Only during life can we supply it with meaning. If there was an afterlife there would be no meaning to life, and no sense in living it.
Noble Dust August 11, 2020 at 04:29 #441913
Sayonara; off to the lounge with you!
Outlander August 11, 2020 at 04:31 #441914
Reply to NOS4A2

We shouldn't go that far now. Here. Watch this.



Life isn't perfect or constantly tolerable. And that's precisely why it is. Think about it some.
Outlander August 11, 2020 at 04:51 #441918
Reply to Noble Dust

Erm.. how about 'welcome to the forum'? Lol.

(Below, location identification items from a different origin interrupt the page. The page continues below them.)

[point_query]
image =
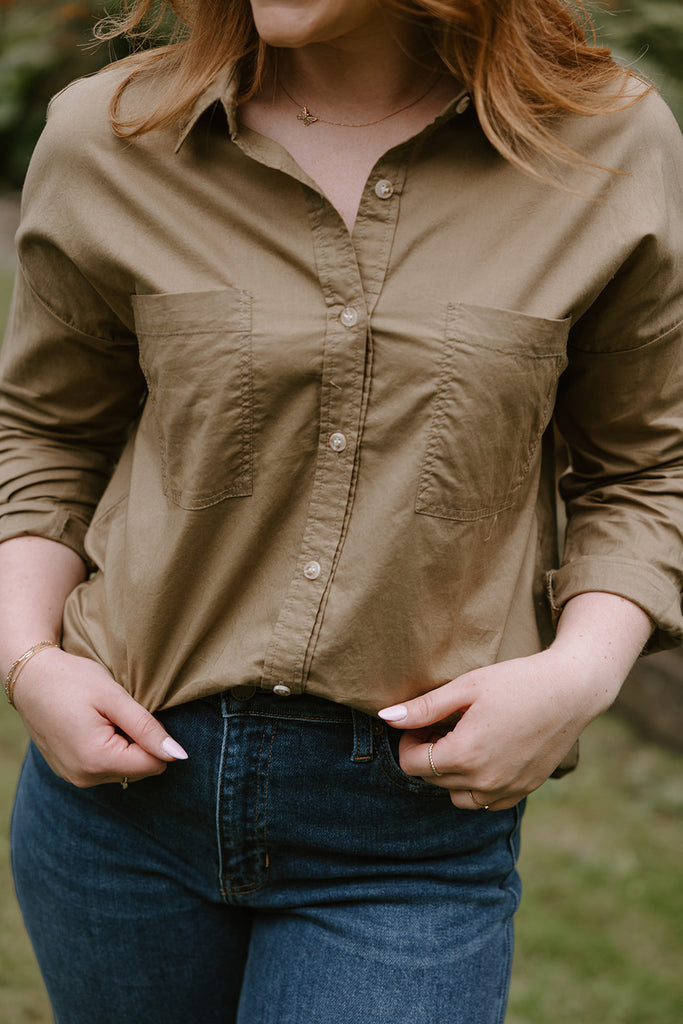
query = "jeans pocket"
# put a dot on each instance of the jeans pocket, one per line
(494, 400)
(196, 355)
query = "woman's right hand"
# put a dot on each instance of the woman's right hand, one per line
(86, 726)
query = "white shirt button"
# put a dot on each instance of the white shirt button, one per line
(348, 316)
(384, 188)
(337, 441)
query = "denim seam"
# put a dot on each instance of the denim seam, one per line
(262, 880)
(219, 803)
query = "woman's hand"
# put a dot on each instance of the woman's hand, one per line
(86, 726)
(518, 719)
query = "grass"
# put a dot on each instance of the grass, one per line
(600, 929)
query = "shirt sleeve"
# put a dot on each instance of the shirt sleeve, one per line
(621, 411)
(70, 385)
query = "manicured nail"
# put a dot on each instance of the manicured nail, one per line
(174, 750)
(394, 714)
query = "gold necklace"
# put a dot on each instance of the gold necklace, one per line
(308, 119)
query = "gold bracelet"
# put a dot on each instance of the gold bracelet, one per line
(15, 668)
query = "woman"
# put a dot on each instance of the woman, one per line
(293, 318)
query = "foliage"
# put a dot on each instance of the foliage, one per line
(43, 46)
(46, 43)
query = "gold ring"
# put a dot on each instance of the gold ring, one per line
(430, 755)
(482, 807)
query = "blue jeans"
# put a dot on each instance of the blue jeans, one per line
(288, 872)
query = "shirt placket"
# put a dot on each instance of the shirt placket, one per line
(350, 285)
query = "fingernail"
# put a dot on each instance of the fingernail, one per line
(174, 750)
(394, 714)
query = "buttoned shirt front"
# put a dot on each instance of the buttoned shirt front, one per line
(311, 461)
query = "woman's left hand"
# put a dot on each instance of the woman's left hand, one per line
(518, 719)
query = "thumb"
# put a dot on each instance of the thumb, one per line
(140, 726)
(445, 701)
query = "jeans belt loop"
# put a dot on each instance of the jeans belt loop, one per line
(363, 736)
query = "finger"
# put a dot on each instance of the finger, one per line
(429, 758)
(478, 800)
(446, 701)
(143, 729)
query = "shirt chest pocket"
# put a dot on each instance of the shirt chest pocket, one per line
(196, 355)
(495, 398)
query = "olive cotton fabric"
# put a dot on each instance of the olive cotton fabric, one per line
(298, 458)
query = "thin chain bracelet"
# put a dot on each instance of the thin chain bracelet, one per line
(15, 668)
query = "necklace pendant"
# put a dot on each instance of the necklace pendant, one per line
(306, 117)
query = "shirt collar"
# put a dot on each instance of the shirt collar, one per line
(223, 88)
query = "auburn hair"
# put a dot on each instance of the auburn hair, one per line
(523, 61)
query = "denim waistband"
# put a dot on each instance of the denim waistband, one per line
(253, 701)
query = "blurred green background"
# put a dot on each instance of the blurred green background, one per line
(600, 930)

See this is classic core belief being challenged. Aside from making not only himself but by association literally anyone and everyone part of whatever ideology (probably atheist) seem like an ass... it's just unattractive and uninviting. Depressing really. Just. Yeah, no. Clearly not the way to be happy and find inner peace. Ironic how sometimes those who seek to destroy faith end up being its greatest ally. All part of the plan I guess. :grin:
Noble Dust August 11, 2020 at 04:55 #441919
Reply to Outlander

Heh, I was making a sarcastic joke about how threads like this one about the afterlife have been increasingly moved by Mods to the Lounge, a section of the forum that does not appear on the main page, essentially relegating such threads that the mods find unseemly to the graveyard. A convenient way to get rid of them without outright deleting them. I for one think about the conundrum of an afterlife quite often, and find it to be a very philosophical and worthwhile topic of discussion.
Outlander August 11, 2020 at 05:49 #441926
Reply to Noble Dust

Mistakes were made.

Same time, I understand how blind faith in something (allegedly, hopefully the right thing) can be non-conducive to philosophical discussion and fruitful debate. After all, that's what the forum entails.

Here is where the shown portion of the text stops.